In other words, this is about system transformation and alignment, or ‘better development’ for both people and the planet, rather than a narrow concept of project-based finance flow alignment. Alignment will not be attained through some ‘green’ projects and some ‘brown’ and incoherent policies and institutions. This does not, however, mean the technical work on methods and metrics is not important. COVID-19 increases the urgency of the technical work on methods and metrics to ensure a strong, inclusive, sustainable and resilient global economic recovery that is Paris-aligned, building the foundations for the transition to net-zero.

This systems perspective is particularly relevant for the MDBs and development finance institutions (DFIs), where their work on Paris alignment should be part of, and integral to, COVID-19 recovery and sustainable development strategies in client countries, and recognise the mutually supportive role of the SDGs.Country buy-in to Paris alignment is crucial. One way to facilitate this is through climate-friendly (Paris-aligned) and SDG-supporting country platforms. These bring together MDB/DFI and other development partner operations, including national development banks, to accelerate the creation of the policies, institutions and investments needed to achieve the objectives of the Paris Agreement and the SDGs.

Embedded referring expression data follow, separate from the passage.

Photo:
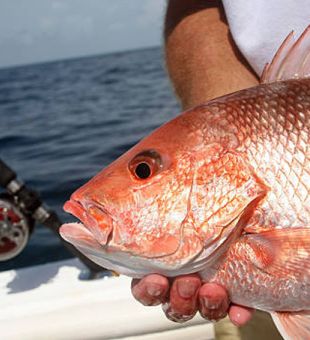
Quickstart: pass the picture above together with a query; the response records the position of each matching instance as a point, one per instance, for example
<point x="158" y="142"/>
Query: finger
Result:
<point x="213" y="302"/>
<point x="183" y="298"/>
<point x="240" y="315"/>
<point x="151" y="290"/>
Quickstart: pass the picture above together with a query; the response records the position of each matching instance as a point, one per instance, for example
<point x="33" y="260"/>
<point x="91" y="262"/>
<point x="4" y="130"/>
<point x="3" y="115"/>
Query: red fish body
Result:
<point x="223" y="190"/>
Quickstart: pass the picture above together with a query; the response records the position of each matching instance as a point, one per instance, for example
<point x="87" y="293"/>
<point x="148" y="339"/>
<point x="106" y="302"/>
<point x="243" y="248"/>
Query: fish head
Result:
<point x="161" y="206"/>
<point x="136" y="207"/>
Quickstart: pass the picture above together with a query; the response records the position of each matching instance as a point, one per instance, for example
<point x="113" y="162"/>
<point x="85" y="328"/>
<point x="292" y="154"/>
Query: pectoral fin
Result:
<point x="291" y="60"/>
<point x="282" y="252"/>
<point x="293" y="326"/>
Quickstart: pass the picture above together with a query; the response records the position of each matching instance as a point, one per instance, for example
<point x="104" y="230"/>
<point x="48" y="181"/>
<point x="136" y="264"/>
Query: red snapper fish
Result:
<point x="222" y="190"/>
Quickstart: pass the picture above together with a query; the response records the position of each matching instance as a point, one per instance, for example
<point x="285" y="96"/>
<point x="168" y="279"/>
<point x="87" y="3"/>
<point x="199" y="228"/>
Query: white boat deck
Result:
<point x="51" y="302"/>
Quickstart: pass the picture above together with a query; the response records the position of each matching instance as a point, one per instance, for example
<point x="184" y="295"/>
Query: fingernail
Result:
<point x="209" y="304"/>
<point x="154" y="290"/>
<point x="173" y="316"/>
<point x="186" y="289"/>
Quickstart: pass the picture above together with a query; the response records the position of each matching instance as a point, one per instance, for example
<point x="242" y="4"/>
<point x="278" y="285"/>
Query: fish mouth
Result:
<point x="94" y="218"/>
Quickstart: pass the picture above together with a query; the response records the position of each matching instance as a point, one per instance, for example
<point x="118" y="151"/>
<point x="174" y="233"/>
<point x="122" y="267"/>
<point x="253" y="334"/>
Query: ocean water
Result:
<point x="62" y="122"/>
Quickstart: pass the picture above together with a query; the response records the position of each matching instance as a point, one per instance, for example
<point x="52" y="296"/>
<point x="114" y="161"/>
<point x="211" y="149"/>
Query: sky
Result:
<point x="42" y="30"/>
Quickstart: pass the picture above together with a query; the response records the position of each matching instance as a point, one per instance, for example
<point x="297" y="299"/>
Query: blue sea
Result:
<point x="62" y="122"/>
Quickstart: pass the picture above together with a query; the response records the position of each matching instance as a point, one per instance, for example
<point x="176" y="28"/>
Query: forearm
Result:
<point x="202" y="60"/>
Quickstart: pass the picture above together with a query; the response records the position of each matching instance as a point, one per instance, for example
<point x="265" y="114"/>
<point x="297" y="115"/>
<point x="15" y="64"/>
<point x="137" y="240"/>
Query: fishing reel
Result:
<point x="20" y="209"/>
<point x="15" y="228"/>
<point x="17" y="205"/>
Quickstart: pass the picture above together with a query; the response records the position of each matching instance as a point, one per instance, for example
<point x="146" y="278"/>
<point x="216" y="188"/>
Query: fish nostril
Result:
<point x="100" y="224"/>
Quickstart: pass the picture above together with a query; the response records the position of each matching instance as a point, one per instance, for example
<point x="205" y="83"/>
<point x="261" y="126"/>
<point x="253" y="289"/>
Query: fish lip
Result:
<point x="80" y="209"/>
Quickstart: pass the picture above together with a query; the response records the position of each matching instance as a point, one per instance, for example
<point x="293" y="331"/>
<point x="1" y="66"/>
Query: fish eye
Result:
<point x="145" y="164"/>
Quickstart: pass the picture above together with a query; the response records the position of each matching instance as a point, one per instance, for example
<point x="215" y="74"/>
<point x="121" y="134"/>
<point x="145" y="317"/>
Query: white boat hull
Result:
<point x="51" y="302"/>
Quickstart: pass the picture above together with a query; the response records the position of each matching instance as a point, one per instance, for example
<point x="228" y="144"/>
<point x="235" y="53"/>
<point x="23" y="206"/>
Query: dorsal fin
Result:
<point x="292" y="59"/>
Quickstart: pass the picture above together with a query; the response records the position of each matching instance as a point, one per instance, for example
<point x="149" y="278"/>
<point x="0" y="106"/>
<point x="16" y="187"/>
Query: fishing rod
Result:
<point x="20" y="209"/>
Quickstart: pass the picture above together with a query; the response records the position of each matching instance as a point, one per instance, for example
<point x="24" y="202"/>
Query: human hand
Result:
<point x="185" y="295"/>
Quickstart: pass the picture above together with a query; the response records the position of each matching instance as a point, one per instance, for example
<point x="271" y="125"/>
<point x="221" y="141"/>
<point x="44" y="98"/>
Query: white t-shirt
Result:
<point x="260" y="26"/>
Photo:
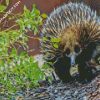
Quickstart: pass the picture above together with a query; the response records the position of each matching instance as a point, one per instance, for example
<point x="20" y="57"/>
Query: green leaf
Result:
<point x="2" y="8"/>
<point x="44" y="15"/>
<point x="55" y="45"/>
<point x="55" y="40"/>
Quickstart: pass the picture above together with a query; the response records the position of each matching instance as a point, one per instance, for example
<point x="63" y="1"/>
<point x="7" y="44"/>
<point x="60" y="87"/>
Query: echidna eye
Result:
<point x="77" y="49"/>
<point x="67" y="51"/>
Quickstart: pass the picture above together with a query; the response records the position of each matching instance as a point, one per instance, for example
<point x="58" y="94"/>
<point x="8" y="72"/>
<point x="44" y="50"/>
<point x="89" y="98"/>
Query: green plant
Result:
<point x="19" y="71"/>
<point x="31" y="20"/>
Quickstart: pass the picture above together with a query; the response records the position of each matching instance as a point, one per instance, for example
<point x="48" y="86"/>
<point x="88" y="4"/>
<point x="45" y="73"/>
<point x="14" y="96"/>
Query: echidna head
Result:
<point x="70" y="44"/>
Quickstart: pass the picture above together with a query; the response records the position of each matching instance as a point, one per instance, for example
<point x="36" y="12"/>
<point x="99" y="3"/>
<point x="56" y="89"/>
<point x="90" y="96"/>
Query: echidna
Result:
<point x="70" y="36"/>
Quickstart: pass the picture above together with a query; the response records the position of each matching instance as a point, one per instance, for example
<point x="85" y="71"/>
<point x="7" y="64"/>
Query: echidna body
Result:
<point x="70" y="36"/>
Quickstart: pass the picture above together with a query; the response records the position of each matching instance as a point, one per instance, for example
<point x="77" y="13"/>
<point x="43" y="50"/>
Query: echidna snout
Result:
<point x="70" y="36"/>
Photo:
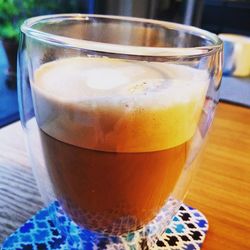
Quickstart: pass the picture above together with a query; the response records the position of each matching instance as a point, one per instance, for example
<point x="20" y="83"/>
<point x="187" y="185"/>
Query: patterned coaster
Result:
<point x="187" y="231"/>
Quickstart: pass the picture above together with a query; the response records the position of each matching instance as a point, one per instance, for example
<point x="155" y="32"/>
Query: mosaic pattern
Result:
<point x="186" y="232"/>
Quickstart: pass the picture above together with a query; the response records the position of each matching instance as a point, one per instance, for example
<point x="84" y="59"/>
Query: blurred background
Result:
<point x="218" y="16"/>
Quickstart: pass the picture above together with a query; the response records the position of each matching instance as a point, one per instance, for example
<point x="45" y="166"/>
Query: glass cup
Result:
<point x="115" y="111"/>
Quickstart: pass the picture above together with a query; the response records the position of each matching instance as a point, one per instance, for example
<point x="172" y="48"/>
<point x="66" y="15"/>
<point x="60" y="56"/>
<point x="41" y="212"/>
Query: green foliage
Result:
<point x="14" y="12"/>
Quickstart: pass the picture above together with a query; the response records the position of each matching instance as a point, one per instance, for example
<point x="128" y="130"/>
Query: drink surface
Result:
<point x="116" y="135"/>
<point x="119" y="106"/>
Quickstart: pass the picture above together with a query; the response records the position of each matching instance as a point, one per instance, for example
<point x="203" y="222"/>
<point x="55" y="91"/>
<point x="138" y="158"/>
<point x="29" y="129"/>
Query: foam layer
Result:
<point x="118" y="105"/>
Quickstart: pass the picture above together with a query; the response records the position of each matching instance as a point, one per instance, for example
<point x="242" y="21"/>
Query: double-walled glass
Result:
<point x="115" y="111"/>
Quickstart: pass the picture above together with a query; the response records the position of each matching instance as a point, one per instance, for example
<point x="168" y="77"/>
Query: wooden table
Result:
<point x="221" y="188"/>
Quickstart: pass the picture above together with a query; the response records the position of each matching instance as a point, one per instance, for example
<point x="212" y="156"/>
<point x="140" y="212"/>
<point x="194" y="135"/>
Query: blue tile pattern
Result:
<point x="186" y="232"/>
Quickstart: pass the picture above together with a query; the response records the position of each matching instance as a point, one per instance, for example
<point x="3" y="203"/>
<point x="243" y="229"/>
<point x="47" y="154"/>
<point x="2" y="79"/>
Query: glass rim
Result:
<point x="167" y="52"/>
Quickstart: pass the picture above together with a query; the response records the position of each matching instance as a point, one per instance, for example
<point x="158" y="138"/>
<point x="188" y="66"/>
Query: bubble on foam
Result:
<point x="118" y="105"/>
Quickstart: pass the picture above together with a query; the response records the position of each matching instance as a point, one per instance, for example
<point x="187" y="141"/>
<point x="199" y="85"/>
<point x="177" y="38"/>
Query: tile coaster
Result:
<point x="187" y="231"/>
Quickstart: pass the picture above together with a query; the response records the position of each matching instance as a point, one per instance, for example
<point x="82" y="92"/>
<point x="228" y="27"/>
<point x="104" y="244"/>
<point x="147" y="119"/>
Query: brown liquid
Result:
<point x="108" y="191"/>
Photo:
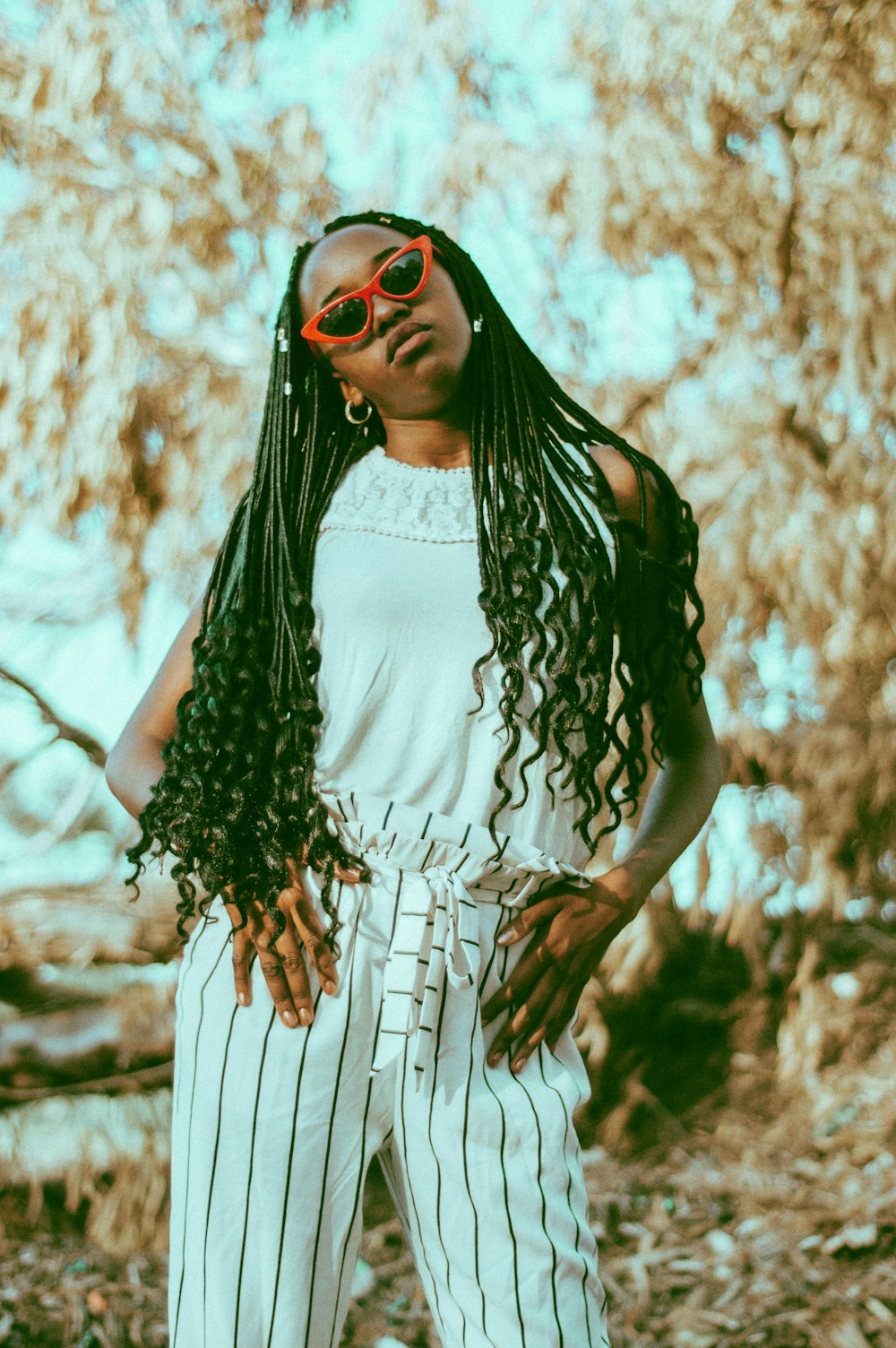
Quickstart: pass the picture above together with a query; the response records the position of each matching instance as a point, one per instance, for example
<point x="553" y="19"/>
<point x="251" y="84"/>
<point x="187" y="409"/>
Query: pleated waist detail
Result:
<point x="438" y="869"/>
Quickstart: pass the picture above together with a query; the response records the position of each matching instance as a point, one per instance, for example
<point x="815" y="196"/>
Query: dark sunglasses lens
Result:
<point x="345" y="320"/>
<point x="404" y="274"/>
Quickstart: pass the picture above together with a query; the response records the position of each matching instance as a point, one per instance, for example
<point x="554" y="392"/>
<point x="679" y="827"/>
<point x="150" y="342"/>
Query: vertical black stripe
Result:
<point x="538" y="1128"/>
<point x="434" y="1302"/>
<point x="289" y="1169"/>
<point x="366" y="1107"/>
<point x="189" y="960"/>
<point x="507" y="1203"/>
<point x="248" y="1184"/>
<point x="214" y="1161"/>
<point x="329" y="1138"/>
<point x="569" y="1128"/>
<point x="438" y="1168"/>
<point x="189" y="1142"/>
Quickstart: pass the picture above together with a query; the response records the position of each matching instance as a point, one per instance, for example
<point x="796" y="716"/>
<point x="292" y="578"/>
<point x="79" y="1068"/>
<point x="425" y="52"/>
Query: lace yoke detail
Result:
<point x="383" y="495"/>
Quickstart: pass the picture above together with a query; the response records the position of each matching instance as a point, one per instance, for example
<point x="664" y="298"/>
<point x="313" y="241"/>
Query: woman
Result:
<point x="430" y="516"/>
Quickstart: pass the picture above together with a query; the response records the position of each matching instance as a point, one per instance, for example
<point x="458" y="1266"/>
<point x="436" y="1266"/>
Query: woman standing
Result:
<point x="353" y="744"/>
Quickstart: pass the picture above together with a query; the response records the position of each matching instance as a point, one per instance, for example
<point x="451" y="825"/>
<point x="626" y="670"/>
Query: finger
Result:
<point x="277" y="981"/>
<point x="530" y="918"/>
<point x="527" y="1016"/>
<point x="294" y="970"/>
<point x="521" y="983"/>
<point x="310" y="930"/>
<point x="553" y="1015"/>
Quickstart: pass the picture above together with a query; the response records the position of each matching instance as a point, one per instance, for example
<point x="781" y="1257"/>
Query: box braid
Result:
<point x="236" y="797"/>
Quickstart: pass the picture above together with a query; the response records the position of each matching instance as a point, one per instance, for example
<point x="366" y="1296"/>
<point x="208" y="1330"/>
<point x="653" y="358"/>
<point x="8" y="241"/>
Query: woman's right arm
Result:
<point x="134" y="764"/>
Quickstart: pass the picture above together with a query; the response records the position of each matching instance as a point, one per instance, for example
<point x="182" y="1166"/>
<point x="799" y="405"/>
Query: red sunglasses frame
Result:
<point x="312" y="332"/>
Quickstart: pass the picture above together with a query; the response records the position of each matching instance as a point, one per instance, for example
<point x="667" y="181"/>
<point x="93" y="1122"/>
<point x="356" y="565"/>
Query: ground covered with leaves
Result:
<point x="748" y="1224"/>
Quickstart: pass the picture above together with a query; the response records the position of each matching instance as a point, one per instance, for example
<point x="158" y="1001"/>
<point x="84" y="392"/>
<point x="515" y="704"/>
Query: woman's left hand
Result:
<point x="573" y="930"/>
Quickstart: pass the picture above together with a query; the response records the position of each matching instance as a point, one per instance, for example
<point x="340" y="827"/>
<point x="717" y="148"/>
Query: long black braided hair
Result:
<point x="237" y="797"/>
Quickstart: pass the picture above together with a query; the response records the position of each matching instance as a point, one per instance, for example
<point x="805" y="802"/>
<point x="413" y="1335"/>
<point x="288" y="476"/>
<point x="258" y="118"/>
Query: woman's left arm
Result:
<point x="573" y="928"/>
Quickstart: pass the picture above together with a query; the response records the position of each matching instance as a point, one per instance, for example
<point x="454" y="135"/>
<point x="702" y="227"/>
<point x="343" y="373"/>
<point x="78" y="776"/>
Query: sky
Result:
<point x="85" y="665"/>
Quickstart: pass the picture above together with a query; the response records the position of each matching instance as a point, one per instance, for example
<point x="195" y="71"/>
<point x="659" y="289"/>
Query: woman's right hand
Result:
<point x="283" y="963"/>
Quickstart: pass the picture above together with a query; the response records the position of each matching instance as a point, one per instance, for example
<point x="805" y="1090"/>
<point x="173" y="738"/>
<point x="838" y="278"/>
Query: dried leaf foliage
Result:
<point x="133" y="185"/>
<point x="751" y="141"/>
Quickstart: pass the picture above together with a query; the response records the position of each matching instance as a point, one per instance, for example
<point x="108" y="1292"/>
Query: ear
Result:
<point x="350" y="393"/>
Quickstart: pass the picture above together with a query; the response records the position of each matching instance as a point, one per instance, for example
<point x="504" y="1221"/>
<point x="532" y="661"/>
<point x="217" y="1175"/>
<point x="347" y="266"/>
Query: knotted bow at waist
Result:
<point x="441" y="868"/>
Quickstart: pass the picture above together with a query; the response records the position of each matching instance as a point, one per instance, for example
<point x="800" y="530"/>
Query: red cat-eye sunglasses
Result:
<point x="401" y="277"/>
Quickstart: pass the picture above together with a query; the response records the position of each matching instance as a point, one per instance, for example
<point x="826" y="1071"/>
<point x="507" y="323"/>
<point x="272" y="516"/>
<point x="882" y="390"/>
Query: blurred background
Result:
<point x="689" y="213"/>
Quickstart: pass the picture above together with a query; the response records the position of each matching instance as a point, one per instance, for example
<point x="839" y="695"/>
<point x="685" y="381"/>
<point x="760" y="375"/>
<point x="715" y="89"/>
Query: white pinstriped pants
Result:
<point x="274" y="1128"/>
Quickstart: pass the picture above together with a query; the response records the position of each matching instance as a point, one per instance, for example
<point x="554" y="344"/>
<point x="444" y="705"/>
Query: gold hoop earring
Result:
<point x="358" y="421"/>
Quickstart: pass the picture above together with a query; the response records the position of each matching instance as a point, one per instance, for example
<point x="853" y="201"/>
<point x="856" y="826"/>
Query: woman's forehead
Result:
<point x="344" y="259"/>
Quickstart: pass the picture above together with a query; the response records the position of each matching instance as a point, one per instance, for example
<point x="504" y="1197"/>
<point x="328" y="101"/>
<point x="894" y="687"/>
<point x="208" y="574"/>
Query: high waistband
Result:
<point x="442" y="867"/>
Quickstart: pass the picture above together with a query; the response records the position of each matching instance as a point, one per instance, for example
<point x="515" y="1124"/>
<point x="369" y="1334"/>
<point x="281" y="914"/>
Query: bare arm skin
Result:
<point x="573" y="930"/>
<point x="135" y="765"/>
<point x="684" y="791"/>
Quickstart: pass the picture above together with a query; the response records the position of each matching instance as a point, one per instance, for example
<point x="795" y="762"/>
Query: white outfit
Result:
<point x="274" y="1128"/>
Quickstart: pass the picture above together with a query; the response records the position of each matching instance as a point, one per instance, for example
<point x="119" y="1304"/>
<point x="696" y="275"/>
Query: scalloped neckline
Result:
<point x="379" y="454"/>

In this context, the MDB Building Block methodology on Paris alignment must be developed in a way that enables MDBs to properly assess and implement the full system transformation needed to achieve Paris alignment.It will need to recognise that the entire development system needs to be aligned across short- and long-term strategy, policy, scaling up, institutions, etc., not just projects. To do this MDBs need not only to operate better as a system, but also individually, to ensure sufficiency of action to drive a sustainable recovery and transformation to net-zero and better development. This will need both board and shareholder buy-in.

The emerging MDB Building Block approach has the potential to take this systemic view, which can then be implemented by individual MDBs. For example, Building Block 4 considers support for client countries to develop low-emissions and climate-resilient long-term strategies. But to be consistent with full system transformation it will need to go further than what we currently know about the methodology. The European Investment Bank (EIB) is leading here, committing to Paris alignment by the end of 2020. The EIB’s experience will be valuable for developing and taking forward the joint MDB methodology.